Hudson, 38, and his agents likely considered more than just money when it came to signing with the Giants. The Giants medical staff, led by Dave Groeschner, has been one of the best of the last decade. Over the last three years, it ranks a bit down from their historical norms. According to my proprietary database, the Giants rank 13th in baseball from 2011-2013 based on days lost to injury. The Braves were ranked 18th over the same period.
There are no good comparable players for Hudson in terms of this injury. The unique nature of the injury makes it tough to find anything comparable, which is good. Hudson's injury was to his right (push) ankle, which could cause some issue with force generation. However, the ankle is expected to be stable, which should mitigate any real issues. Hudson's velocity has trended downward, so he may not have much margin for error if he does lose more to injury and time.
So what can we expect from Hudson's move back to the Bay Area? One of the most accurate projection engines, Steamer, has Hudson roughly matching his stats from the past two seasons. Remember that in 2012 Hudson was returning from Tommy John surgery; even with his age going up, it's not unthinkable that a healthy Hudson could exceed these expectations.
I also don't believe this projection adjusts for AT&T Park, which plays slightly more pitcher-friendly than Turner Field. Current estimates have a win above replacement (WAR) costing just over $7 million. The Giants would gladly take a two-win season, even if it's overpaying a little for the privilege.
The details of the deal have yet to be released, but there are likely incentives included. Those could be safety nets like innings-pitched bonuses that would be proxies for Hudson's health and effectiveness.
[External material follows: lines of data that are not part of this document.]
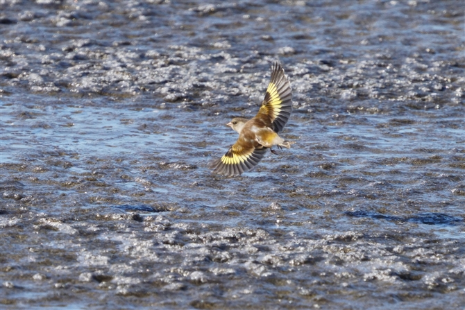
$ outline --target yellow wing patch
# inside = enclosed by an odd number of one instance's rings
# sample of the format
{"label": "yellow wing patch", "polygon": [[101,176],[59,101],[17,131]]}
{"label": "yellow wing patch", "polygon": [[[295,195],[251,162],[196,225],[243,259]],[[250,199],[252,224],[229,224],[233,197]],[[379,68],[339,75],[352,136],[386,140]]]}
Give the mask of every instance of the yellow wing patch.
{"label": "yellow wing patch", "polygon": [[267,153],[267,148],[250,148],[241,146],[233,145],[228,152],[219,160],[213,162],[210,166],[213,172],[226,175],[239,175],[248,171],[258,162]]}
{"label": "yellow wing patch", "polygon": [[284,69],[278,62],[271,67],[271,80],[267,88],[265,98],[257,117],[271,123],[274,131],[279,132],[286,126],[292,113],[291,85],[284,74]]}

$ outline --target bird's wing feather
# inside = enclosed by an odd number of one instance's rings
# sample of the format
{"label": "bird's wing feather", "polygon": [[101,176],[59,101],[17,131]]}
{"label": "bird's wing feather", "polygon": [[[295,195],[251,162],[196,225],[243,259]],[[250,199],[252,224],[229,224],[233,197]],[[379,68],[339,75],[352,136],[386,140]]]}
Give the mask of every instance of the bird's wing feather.
{"label": "bird's wing feather", "polygon": [[212,162],[210,166],[213,172],[230,176],[239,175],[248,171],[258,162],[267,153],[267,148],[253,146],[242,147],[236,142],[220,159]]}
{"label": "bird's wing feather", "polygon": [[279,62],[271,66],[271,80],[256,117],[267,117],[273,130],[280,132],[292,113],[291,84]]}

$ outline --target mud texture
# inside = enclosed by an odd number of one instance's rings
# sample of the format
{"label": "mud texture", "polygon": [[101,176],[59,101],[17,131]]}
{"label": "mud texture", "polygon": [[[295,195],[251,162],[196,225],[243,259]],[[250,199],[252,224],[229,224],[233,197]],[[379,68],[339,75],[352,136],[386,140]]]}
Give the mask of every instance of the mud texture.
{"label": "mud texture", "polygon": [[0,3],[2,309],[464,310],[460,1]]}

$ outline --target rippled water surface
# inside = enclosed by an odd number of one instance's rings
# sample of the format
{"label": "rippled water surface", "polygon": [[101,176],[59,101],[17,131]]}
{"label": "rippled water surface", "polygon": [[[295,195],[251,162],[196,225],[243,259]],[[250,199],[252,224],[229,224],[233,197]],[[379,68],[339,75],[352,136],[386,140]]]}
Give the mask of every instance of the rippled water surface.
{"label": "rippled water surface", "polygon": [[459,1],[0,3],[2,309],[465,309]]}

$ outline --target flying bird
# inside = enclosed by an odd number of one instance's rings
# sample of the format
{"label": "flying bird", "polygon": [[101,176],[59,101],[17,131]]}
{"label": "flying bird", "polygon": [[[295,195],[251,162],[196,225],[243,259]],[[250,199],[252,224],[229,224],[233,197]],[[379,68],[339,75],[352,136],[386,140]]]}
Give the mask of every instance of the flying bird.
{"label": "flying bird", "polygon": [[210,166],[213,172],[229,176],[251,170],[271,147],[289,148],[294,142],[286,141],[278,134],[292,113],[291,84],[279,62],[271,65],[271,80],[258,113],[251,119],[236,117],[227,124],[239,133],[236,143]]}

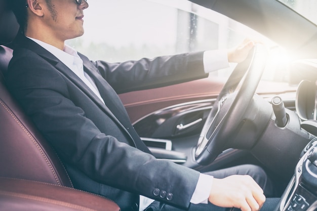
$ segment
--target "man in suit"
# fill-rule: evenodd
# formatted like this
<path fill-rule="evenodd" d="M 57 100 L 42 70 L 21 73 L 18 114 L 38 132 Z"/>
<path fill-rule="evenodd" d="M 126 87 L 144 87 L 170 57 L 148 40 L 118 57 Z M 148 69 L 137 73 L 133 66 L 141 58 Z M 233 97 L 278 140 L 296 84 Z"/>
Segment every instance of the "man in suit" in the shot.
<path fill-rule="evenodd" d="M 241 166 L 210 173 L 214 178 L 156 160 L 117 95 L 206 77 L 208 53 L 91 62 L 64 44 L 84 33 L 86 1 L 8 3 L 21 28 L 6 75 L 8 88 L 56 149 L 75 188 L 110 198 L 123 211 L 140 209 L 140 195 L 156 200 L 149 210 L 257 210 L 263 205 L 263 191 L 254 179 L 231 175 L 251 172 L 263 188 L 270 188 L 262 170 Z M 241 61 L 252 46 L 244 44 L 225 57 Z"/>

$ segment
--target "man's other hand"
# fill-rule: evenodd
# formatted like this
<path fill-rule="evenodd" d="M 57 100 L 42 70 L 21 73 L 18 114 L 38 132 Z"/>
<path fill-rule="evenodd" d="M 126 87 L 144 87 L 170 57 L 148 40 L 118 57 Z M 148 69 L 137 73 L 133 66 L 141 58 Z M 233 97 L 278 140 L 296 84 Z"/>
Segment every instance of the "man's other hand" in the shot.
<path fill-rule="evenodd" d="M 257 211 L 265 201 L 263 190 L 249 176 L 233 175 L 213 180 L 208 200 L 217 206 Z"/>

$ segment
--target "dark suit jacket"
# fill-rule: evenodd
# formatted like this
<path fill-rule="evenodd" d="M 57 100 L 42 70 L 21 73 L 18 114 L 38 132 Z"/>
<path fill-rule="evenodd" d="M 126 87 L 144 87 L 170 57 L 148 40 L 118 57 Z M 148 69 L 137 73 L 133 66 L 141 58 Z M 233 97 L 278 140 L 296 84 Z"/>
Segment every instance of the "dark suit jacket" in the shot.
<path fill-rule="evenodd" d="M 136 208 L 140 194 L 189 205 L 199 173 L 142 152 L 147 149 L 116 93 L 205 77 L 203 53 L 112 64 L 80 55 L 105 105 L 35 43 L 19 35 L 15 45 L 8 88 L 55 149 L 75 188 L 112 199 L 123 210 Z"/>

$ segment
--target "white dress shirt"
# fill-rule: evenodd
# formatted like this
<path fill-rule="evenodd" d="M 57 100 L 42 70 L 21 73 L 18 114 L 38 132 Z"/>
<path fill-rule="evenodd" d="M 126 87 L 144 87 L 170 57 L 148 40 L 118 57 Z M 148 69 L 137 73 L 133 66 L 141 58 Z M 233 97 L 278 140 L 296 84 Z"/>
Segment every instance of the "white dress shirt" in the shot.
<path fill-rule="evenodd" d="M 50 52 L 70 69 L 104 103 L 94 80 L 84 71 L 83 60 L 75 50 L 65 45 L 64 51 L 62 51 L 41 40 L 31 37 L 28 38 Z M 227 51 L 217 50 L 206 51 L 204 53 L 203 62 L 204 70 L 206 73 L 228 67 Z M 196 188 L 190 199 L 191 203 L 194 204 L 208 203 L 213 178 L 212 176 L 204 174 L 200 175 Z M 154 200 L 144 196 L 140 196 L 139 210 L 143 210 L 153 201 Z"/>

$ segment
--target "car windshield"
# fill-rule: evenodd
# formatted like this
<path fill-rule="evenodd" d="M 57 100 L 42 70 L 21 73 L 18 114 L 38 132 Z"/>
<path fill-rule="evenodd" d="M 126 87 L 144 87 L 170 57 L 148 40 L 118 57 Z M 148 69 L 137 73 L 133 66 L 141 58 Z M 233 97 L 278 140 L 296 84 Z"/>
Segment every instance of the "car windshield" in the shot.
<path fill-rule="evenodd" d="M 96 0 L 89 4 L 85 11 L 85 34 L 67 44 L 92 60 L 117 62 L 226 49 L 252 37 L 268 47 L 272 59 L 262 80 L 287 81 L 285 70 L 278 69 L 285 61 L 280 56 L 283 49 L 245 25 L 189 1 Z M 235 65 L 210 77 L 226 78 Z"/>
<path fill-rule="evenodd" d="M 278 0 L 317 24 L 317 1 L 315 0 Z"/>

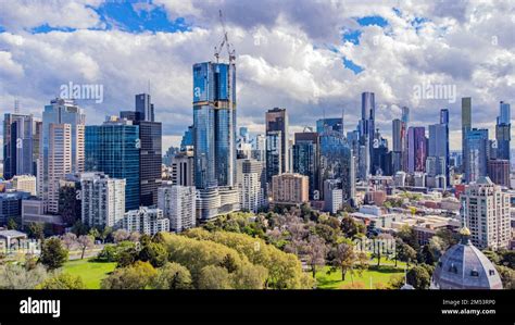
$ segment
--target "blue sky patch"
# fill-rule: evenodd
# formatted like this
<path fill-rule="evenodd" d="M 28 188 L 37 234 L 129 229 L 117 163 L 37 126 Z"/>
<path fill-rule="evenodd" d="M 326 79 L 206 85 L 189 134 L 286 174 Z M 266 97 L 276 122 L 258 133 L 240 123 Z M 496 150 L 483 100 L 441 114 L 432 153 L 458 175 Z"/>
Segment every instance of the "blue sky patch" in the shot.
<path fill-rule="evenodd" d="M 388 21 L 381 16 L 364 16 L 356 20 L 357 24 L 361 26 L 372 26 L 377 25 L 379 27 L 388 26 Z"/>
<path fill-rule="evenodd" d="M 355 75 L 361 73 L 364 68 L 361 67 L 360 65 L 355 64 L 351 60 L 347 59 L 343 57 L 343 66 L 351 70 Z"/>
<path fill-rule="evenodd" d="M 343 33 L 343 40 L 350 41 L 353 45 L 359 45 L 360 43 L 360 36 L 362 32 L 356 29 L 356 30 L 346 30 Z"/>

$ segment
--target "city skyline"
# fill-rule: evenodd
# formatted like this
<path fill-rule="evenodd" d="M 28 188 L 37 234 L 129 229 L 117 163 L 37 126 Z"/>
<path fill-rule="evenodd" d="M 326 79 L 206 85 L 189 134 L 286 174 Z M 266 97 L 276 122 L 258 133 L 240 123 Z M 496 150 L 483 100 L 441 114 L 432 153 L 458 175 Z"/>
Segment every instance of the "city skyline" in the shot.
<path fill-rule="evenodd" d="M 38 8 L 40 18 L 24 16 L 21 22 L 20 9 L 8 8 L 7 2 L 2 4 L 7 14 L 0 18 L 1 112 L 14 112 L 17 99 L 21 113 L 39 117 L 61 85 L 100 84 L 101 103 L 78 102 L 86 124 L 99 125 L 105 115 L 133 110 L 134 93 L 150 88 L 155 121 L 163 122 L 165 152 L 171 145 L 178 146 L 192 124 L 190 67 L 214 59 L 212 46 L 223 35 L 219 8 L 237 50 L 238 127 L 265 134 L 265 112 L 279 107 L 288 111 L 290 138 L 304 125 L 314 127 L 313 115 L 337 117 L 342 110 L 347 132 L 361 117 L 360 95 L 372 91 L 377 127 L 390 143 L 391 121 L 401 117 L 402 107 L 411 110 L 410 126 L 426 129 L 438 123 L 440 109 L 449 109 L 451 150 L 459 150 L 462 97 L 473 98 L 473 127 L 489 128 L 492 139 L 499 102 L 514 102 L 508 91 L 513 9 L 507 2 L 495 8 L 474 2 L 441 8 L 397 4 L 303 2 L 296 16 L 288 13 L 291 2 L 284 1 L 274 3 L 277 13 L 256 10 L 248 22 L 238 17 L 239 7 L 233 1 L 217 3 L 216 9 L 203 2 L 75 3 L 73 22 L 56 18 L 64 17 L 66 5 L 46 4 Z M 120 12 L 130 18 L 121 18 Z M 316 20 L 322 13 L 328 15 L 324 23 Z M 507 17 L 502 26 L 495 23 L 501 14 Z M 410 43 L 415 46 L 409 50 Z M 70 58 L 64 47 L 72 49 Z M 52 50 L 54 55 L 48 55 Z M 277 50 L 281 55 L 275 54 Z M 34 58 L 41 62 L 35 65 Z M 133 61 L 141 64 L 128 63 Z M 427 91 L 415 93 L 414 86 L 426 89 L 429 83 L 455 86 L 454 102 L 426 99 Z"/>

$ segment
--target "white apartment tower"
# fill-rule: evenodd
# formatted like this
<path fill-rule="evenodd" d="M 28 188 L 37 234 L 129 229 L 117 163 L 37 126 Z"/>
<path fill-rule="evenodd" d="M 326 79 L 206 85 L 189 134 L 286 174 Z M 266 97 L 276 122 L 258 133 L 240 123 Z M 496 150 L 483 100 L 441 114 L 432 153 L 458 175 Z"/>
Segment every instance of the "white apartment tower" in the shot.
<path fill-rule="evenodd" d="M 80 175 L 83 223 L 90 227 L 121 227 L 125 214 L 125 179 L 103 173 Z"/>
<path fill-rule="evenodd" d="M 470 183 L 460 197 L 463 224 L 479 249 L 498 250 L 510 243 L 510 195 L 489 177 Z"/>
<path fill-rule="evenodd" d="M 169 229 L 180 233 L 194 227 L 197 191 L 193 186 L 173 185 L 158 189 L 158 208 L 169 220 Z"/>

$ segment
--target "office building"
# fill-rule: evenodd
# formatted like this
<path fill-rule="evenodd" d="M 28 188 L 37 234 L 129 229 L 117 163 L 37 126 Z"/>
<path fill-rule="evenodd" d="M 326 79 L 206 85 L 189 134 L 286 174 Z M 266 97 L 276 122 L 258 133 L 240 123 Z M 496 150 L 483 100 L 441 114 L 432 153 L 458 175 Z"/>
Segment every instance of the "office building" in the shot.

There is also sure to be a "pending physical" in there that would allow the Giants to back out if something unexpected is found. That would be unusual since Hudson's situation is well-known and he is likely to have submitted to more tests, if not a hands-on examination.
Hudson should fit well in the rotation and the team. He's familiar with the Bay Area and the media, so there should be little adjustment in that regard. Dave Righetti is a relatively hands-off pitching coach and Hudson isn't someone who needs hand-holding or regular work on his mechanics. From a medical standpoint, there is some risk, but I believe both Hudson and the Giants are well-equipped to deal with it.